Quelle: Ralf Jannke/Bonn

Hannover. Bei den Frauen sieht das etwas anders aus, da spielt der TKH in der 2. Bundesliga. Aber bei den Männern? Da sind die Korbjäger - und die sind bei allen Ambitionen eben nur Regionalligist und damit viertklassig. Eine Alternative für ambitionierte Talente bilden sie damit nicht. Selbst dann nicht, wenn der talentierte Nachwuchs in Hannover aufgewachsen ist und an der Stadt hängt. Er muss woanders spielen und Hannover verlassen, wenn er in seiner Sportart etwas erreichen will.

Jannik und Robin Lodders sind da wahrlich keine Ausnahme. Die Söhne des dreimaligen deutschen Meisters (mit dem ASC Göttingen) und 44-fachen Nationalspielers Eckhard Lodders wollen Basketball auf hohem Niveau spielen. „Hannover bot uns keine Perspektive“, sagte der 20-jährige Robin. Sein Bruder Jannik wollte neben dem Studium der Wirtschaftswissenschaften an der Leibniz-Universität auch höherklassig spielen. Am Standort Hannover unmöglich. „Der professionelle Basketball ist hier ja eingestellt worden“, sagte der 23-Jährige und verwies auf den UBC Tigers, der im Juli 2014 den Spielbetrieb aus finanziellen Gründen aufgab und sich auflöste.
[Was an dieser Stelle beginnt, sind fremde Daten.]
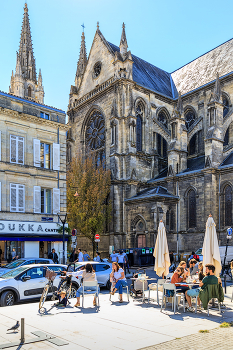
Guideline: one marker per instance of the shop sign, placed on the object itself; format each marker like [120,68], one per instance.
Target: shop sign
[28,227]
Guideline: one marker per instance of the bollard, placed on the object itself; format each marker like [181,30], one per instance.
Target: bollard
[225,283]
[22,340]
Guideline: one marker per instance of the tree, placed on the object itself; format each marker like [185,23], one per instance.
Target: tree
[89,211]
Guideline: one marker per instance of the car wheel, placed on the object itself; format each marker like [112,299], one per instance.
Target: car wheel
[108,285]
[7,298]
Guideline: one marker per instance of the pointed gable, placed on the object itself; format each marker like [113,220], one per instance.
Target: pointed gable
[102,53]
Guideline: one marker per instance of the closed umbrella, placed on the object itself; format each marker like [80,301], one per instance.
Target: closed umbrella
[161,252]
[210,250]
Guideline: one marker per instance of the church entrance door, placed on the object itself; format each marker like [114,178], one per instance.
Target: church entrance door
[141,241]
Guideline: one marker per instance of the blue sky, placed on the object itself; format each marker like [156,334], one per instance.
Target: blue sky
[167,34]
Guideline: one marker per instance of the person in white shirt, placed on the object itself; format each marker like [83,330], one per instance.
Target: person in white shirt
[88,274]
[113,256]
[118,276]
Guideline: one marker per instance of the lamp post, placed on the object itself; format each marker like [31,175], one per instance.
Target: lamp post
[62,217]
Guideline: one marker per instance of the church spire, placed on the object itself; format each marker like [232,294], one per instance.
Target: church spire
[26,54]
[81,65]
[123,43]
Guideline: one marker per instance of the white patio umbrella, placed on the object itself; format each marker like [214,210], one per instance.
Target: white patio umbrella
[161,252]
[210,250]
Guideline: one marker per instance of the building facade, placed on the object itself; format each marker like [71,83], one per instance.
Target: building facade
[167,138]
[32,162]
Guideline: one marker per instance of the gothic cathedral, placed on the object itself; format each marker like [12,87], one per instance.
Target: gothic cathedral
[167,138]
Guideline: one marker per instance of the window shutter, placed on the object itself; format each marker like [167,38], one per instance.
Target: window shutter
[37,199]
[21,204]
[21,150]
[13,190]
[56,156]
[36,147]
[13,146]
[56,200]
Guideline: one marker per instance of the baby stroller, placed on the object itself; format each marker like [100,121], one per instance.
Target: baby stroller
[136,288]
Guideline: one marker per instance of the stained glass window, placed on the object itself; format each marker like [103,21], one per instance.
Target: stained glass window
[192,209]
[189,118]
[228,206]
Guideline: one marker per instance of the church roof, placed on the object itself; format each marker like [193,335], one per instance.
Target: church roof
[158,192]
[203,69]
[150,76]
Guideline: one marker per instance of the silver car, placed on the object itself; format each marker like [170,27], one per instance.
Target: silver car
[23,262]
[102,269]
Jannik Lodders, der beim UBC aktiv gewesen war, stand vor einer schwierigen Entscheidung - Basketball nur noch als Hobby? Als sein früherer Trainer Michael May anrief, überlegte er nicht lange und schloss sich den Kirchheim Knights an, die in der sogenannten Pro A spielten, also in der 2. Bundesliga. „Es hat auf Anhieb geklappt, ich habe überrascht - auch mich“, sagt er. Der Student war ins kalte Wasser geworfen worden, wie er selbst sagt, weil der Kader eng gewesen sei. Er bekam Spielzeiten von mehr als 30 Minuten und überzeugte. „Ich habe bewiesen, dass es geht“, sagt er.
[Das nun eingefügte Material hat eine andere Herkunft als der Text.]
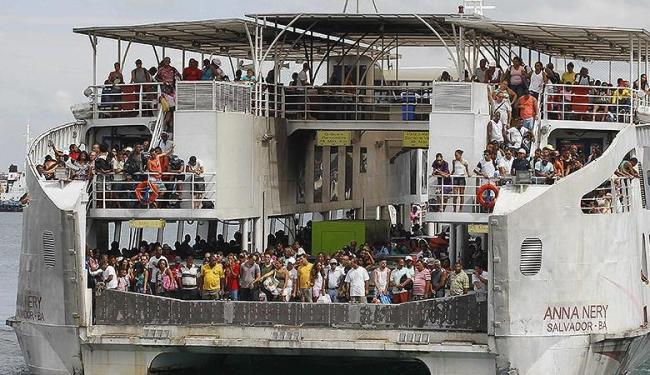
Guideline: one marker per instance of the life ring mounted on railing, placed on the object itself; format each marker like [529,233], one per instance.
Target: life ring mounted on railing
[488,204]
[146,192]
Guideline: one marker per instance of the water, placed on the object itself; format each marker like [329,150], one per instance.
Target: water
[11,361]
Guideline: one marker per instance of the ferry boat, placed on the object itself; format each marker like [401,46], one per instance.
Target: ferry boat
[567,291]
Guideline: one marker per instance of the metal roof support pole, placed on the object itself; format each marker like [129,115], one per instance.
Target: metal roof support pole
[93,43]
[155,52]
[126,53]
[453,59]
[638,65]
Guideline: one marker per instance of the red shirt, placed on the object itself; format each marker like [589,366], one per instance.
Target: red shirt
[192,74]
[232,277]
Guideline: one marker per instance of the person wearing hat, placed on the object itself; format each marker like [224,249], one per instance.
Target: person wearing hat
[334,274]
[140,74]
[192,72]
[521,163]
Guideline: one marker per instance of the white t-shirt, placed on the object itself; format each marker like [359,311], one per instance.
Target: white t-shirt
[110,271]
[381,283]
[516,136]
[487,168]
[166,146]
[545,169]
[153,266]
[189,276]
[333,277]
[506,165]
[497,131]
[357,279]
[482,287]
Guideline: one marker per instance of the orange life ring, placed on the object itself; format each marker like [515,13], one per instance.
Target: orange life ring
[146,192]
[488,205]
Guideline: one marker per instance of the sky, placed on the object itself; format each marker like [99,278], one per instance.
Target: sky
[44,67]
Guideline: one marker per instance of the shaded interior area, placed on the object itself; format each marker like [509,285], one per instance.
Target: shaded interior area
[252,364]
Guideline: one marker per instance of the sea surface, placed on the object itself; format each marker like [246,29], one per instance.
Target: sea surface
[11,360]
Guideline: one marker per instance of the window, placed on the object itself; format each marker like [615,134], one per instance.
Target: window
[349,172]
[49,254]
[318,174]
[334,174]
[531,256]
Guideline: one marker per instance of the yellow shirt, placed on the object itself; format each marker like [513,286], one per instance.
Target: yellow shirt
[212,277]
[304,276]
[568,77]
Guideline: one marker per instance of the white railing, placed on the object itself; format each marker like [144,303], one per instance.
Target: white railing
[125,100]
[591,103]
[377,103]
[213,96]
[452,97]
[61,137]
[459,194]
[174,190]
[612,197]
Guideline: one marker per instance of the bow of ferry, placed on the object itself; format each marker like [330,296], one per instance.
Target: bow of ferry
[565,291]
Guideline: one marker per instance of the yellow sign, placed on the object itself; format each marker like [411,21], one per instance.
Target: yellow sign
[333,138]
[156,224]
[415,139]
[477,228]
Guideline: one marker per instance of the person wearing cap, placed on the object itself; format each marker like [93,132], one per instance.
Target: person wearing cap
[401,279]
[458,281]
[188,280]
[569,77]
[192,72]
[167,74]
[521,163]
[515,135]
[357,283]
[438,279]
[380,277]
[140,74]
[333,276]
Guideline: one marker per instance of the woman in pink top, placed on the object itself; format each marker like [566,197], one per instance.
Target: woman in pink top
[516,74]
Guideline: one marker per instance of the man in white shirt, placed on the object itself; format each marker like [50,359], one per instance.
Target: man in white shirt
[486,167]
[333,279]
[153,266]
[479,282]
[109,276]
[189,275]
[357,282]
[380,277]
[166,146]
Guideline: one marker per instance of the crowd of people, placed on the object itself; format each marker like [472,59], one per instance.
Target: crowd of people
[220,271]
[122,170]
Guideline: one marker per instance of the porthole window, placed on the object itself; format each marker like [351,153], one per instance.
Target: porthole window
[531,256]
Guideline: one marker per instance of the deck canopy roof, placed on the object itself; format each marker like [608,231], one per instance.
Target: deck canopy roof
[233,37]
[579,42]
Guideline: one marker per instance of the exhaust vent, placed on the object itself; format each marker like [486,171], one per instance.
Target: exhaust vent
[49,254]
[531,256]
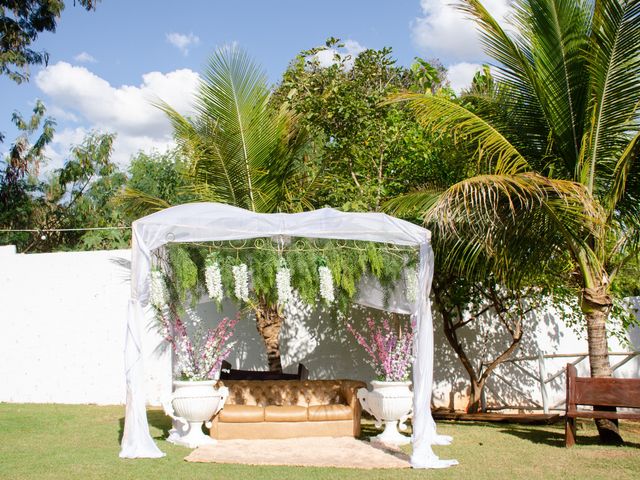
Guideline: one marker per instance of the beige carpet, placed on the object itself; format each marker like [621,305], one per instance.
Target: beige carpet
[343,452]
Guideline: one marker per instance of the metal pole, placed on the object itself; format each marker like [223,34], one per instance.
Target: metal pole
[543,384]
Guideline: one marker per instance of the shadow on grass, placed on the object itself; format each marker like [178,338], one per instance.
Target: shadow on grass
[157,419]
[555,438]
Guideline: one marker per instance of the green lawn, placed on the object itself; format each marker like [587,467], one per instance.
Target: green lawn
[81,442]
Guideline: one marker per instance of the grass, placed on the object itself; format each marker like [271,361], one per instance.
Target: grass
[82,442]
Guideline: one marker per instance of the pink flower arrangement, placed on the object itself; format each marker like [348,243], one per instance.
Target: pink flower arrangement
[199,355]
[390,353]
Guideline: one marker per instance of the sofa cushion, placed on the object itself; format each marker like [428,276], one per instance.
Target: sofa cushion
[266,393]
[242,414]
[323,413]
[290,413]
[323,393]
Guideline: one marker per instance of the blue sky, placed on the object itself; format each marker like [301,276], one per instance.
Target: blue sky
[106,66]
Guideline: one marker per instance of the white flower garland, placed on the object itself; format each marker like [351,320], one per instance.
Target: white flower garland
[213,279]
[241,281]
[283,283]
[326,284]
[158,293]
[194,318]
[411,278]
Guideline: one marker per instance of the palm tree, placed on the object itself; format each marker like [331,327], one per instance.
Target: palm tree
[556,168]
[241,152]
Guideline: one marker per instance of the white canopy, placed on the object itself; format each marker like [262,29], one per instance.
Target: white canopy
[206,222]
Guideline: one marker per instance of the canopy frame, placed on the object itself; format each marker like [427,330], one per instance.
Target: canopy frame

Im Sommer kehrte er nach Hannover zurück, um sein Studium fortzusetzen, gleichzeitig wollte er weiter höher spielen. Als dann der ambitionierte Zweitligist Gotha Rockets lockte, da sagte er spontan zu. Er pendelt jetzt zwischen Thüringen, wo er eine Wohnung hat, und seinem Heimat- und Studienort Hannover. „So ein Angebot bekomme ich später vielleicht nie wieder“, sagt er. Der Club hat gute Chancen auf die Play-offs und will mittelfristig sogar in die 1. Bundesliga. „Da möchte ich auch gern hin“, sagt Jannik Lodders, fügt jedoch gleich an: „Aber nicht als Bankspieler. Ich will dann auch fester Bestandteil der Mannschaft sein.“

Sein Bruder Robin hat schon einen Vertrag bei einem Bundesligisten. Nach dem Abitur 2014 - bis dahin spielte er bei den Korbjägern - erhielt er einen Kontrakt bei den Telekom Baskets Bonn. Zwar war er für die 2. Mannschaft vorgesehen, trainierte aber mit der Ersten und entwickelte sich entsprechend weiter. In dieser Saison läuft er für den Bonner Kooperationspartner Rhöndorf Dragons in der 2. Liga auf, trainiert aber weiter mit den Erstligastars. Und er hat eine kleine Hoffnung, dass er schon bald mal ein paar Bundesligaminuten schnuppern kann. Denn die 1. Liga, das ist auch sein großes Ziel. Anfangs gern auch als Bankspieler. „Aber das ist ein weiter und anstrengender Weg“, sagt er. „Die Kader sind sehr klein.“

Große Hoffnung, eines Tages gemeinsam in einer hannoverschen Mannschaft hochklassig zu spielen, haben die Brüder eher nicht. „Irgendwann geht es vielleicht wieder aufwärts, aber nicht in den nächsten Jahren. Ich habe einige Bekannte bei den Korbjägern und sehe, wie sie mit Herzblut arbeiten“, sagte Jannik Lodders. „Sie wollen neue Sachen versuchen.“ Dem Basketball fehle die Tradition in der Stadt. „Ich habe bei den Tigers immer nur die gleichen Leute in der Halle gesehen. Außerdem ist Hannover insgesamt sportlich äußerst attraktiv“, sagt der 23-Jährige. Das sieht auch sein jüngerer Bruder so. „Die Konkurrenz ist durch 96, die TSV-Handballer und die Eishockey-Clubs sehr groß“, sagt Robin Lodders. „und die Versuche von den Flyers und dem UBC Tigers sind auch schon gescheitert.“

Für männliche Basketballtalente bleibt also vorerst nur die Karriere in der Fremde.